Maybe it is not ugly to add 'no-transaction. I am not sure as of right now.

Right now the database handle for the specific OKVS being manipulated is subsumed into the transaction handle.  My idea of an "in-your-face", remind you of the danger of using the no-op 'no-transaction handle cannot "cleanly" supply the database handle.  I suppose you could require setting the value of no-transaction to the database handle, and the code below eval-ing no-transaction, but that's tortuous, and "ugly".

My best idea is to disentangle the database and transaction handles, which will make the API more complicated or at least more ceremonial, but perhaps not "ugly".

Ok, I agree with the idea of offering an upgrade path for dbm-like based applications.

Question: Should it be explicit in the specification that the library offers such a upgrade path?

Is anything needed, or would an example suffice?

This is in the context of adding a no transaction option to SRFI-167, and many old application databases not caring, since they were written before dbm databases added transaction.

Also I agree that having a way to not specify transactions because it would allow
for a fast path for insertion on some implementation.

If the specification does not rely on 'no-transaction symbol or #false, I suppose
the following is the beginning of a proposal:

For the 'no-transaction change, while I don't like it, other than requiring both a database and transaction handle, the only idea I've come up with is to have okvs return a procedure.  When called, it returns the equivalent of the current transaction handle, so from the tutorial:

(define db (okvs '((home . "/tmp/wt") (create? . #t))))

(okvs-in-transaction db (lambda (txn) (okvs-set! txn (pack "hello") (pack "world"))))

becomes:

(okvs-in-transaction (db 'no-transaction) (lambda (txn) (okvs-set! txn (pack "hello") (pack "world"))))

or with less ceremony, but not clean to add a second operation and put both in a single transaction:

(okvs-set! (db 'no-transaction) (pack "hello") (pack "world"))))

Not elegant, especially whatever is the opposite of (db 'no-transaction), but maybe it'll help spark a better idea.

I prefer the second solution as it is more straightforward with a slight change
where I avoid that db returns a procedures:

(okvs-set! db (pack "hello") (pack "world"))

It seems to me there is no existing library in r7rs that return a procedure.
I don't know if it intentional or the case did not present itself.

The above is something like the current "SOME" argument ... ah, if you want to keep that instead of indicating the alternatives in the argument list, "SOMETHING" is less grating to my ears.

Regarding okvs-range and okvs-prefix-range, I propose that when an okvs record
ie. db is passed as argument those procedures return a list of key-value pairs.

You've dropped that idea, but it prompts me to suggest avoiding having to know the maximum prefix or even beginning prefix, some set of arguments that explicitly generate the whole set of key value pairs.  'maximum-key might do, perhaps 'minimum-key as well.  Not over-specifying, getting specific as your commit comment did, could allow a database to more efficiently return the whole set. 

Since dbm, would need to do a full "table scan" anyway to emulate those procedure
it does no harm.

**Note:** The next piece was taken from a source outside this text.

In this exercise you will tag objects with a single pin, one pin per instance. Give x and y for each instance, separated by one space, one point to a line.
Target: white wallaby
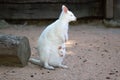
51 43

Also, since there is no transactions, the generator does not make sense,
because it would require to do generator->list then list->generator to be able to produce
the generator.

We could assume an automatic transaction for each key value pair generated.  We also have to consider the case where old non-Scheme code is using the database at the same time new Scheme code using transactions does.  Otherwise is there any point in using SRFI-167 for this conversion use case?

The change will allow much better user experience at the REPL.

That's something I'm going to be emphasizing in my reply to John on mutation triggers vs. constraints, safety when using the REPL to manipulate the database, for e.g. maintenance purposes.